Peace is the state of mutual harmony among people, groups, or countries. It can also be a state of mind that inspires our actions of pacifism. Peace and pacifism, in fact, go hand in hand. Pacifism is essentially the opposition to violence and war to resolve problems, to settle conflicts, or to gain powers; it’s really the opposition of violence altogether, in my opinion, but many definitions of pacifism reflect many different views and uses of the term.
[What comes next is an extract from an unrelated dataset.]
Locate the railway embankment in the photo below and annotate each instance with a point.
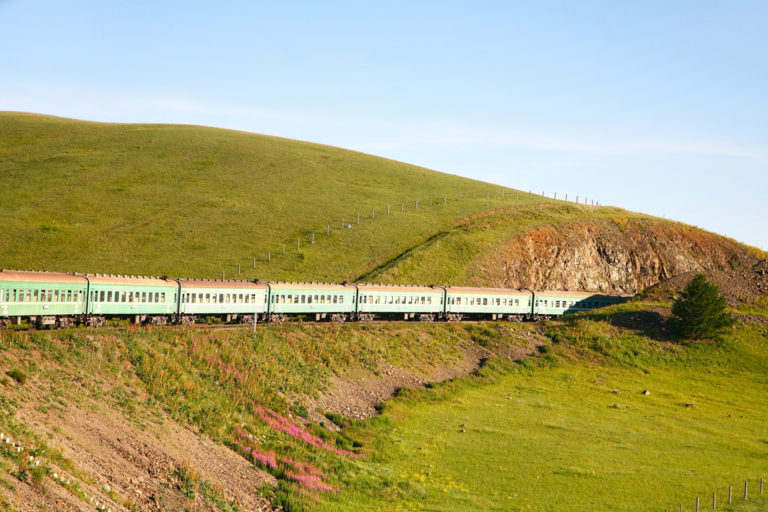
(161, 419)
Most agree that it is the belief in non-violence.
 
“Pacifism” as a word took on popularity after the Universal Peace Congress was held for the tenth time in 1901. However, the word “pacifism” originates with Émile Arnaud, a French activist for peace who lived from 1864 to 1921. The ideas behind both peace and pacifism have been held by people for many centuries before the terms were coined. 
 
 
Martin Luther King, Jr. passionately advocated for pacifism, and he was convinced by such leaders as Ghandi and Howard Thurman that Jesus Christ was also a pacifist. Other famous people who have declared a belief in pacifism include Albert Einstein, Leo Tolstoy, Albert Schweitzer, Carl Sagan, John Lennon, Henry David Thoreau, and John Lennon. 
 
Non-violent protests have proven to be effective and also a testament to the possibility of a truly pacifist world. Even so, sometimes authorities prove to be violent toward those in peaceful protests, such as what happened in the civil rights movement. Ultimately, though, pacifism as demonstrated through non-violent activism has proven to be respected and one of the things that can truly change the world.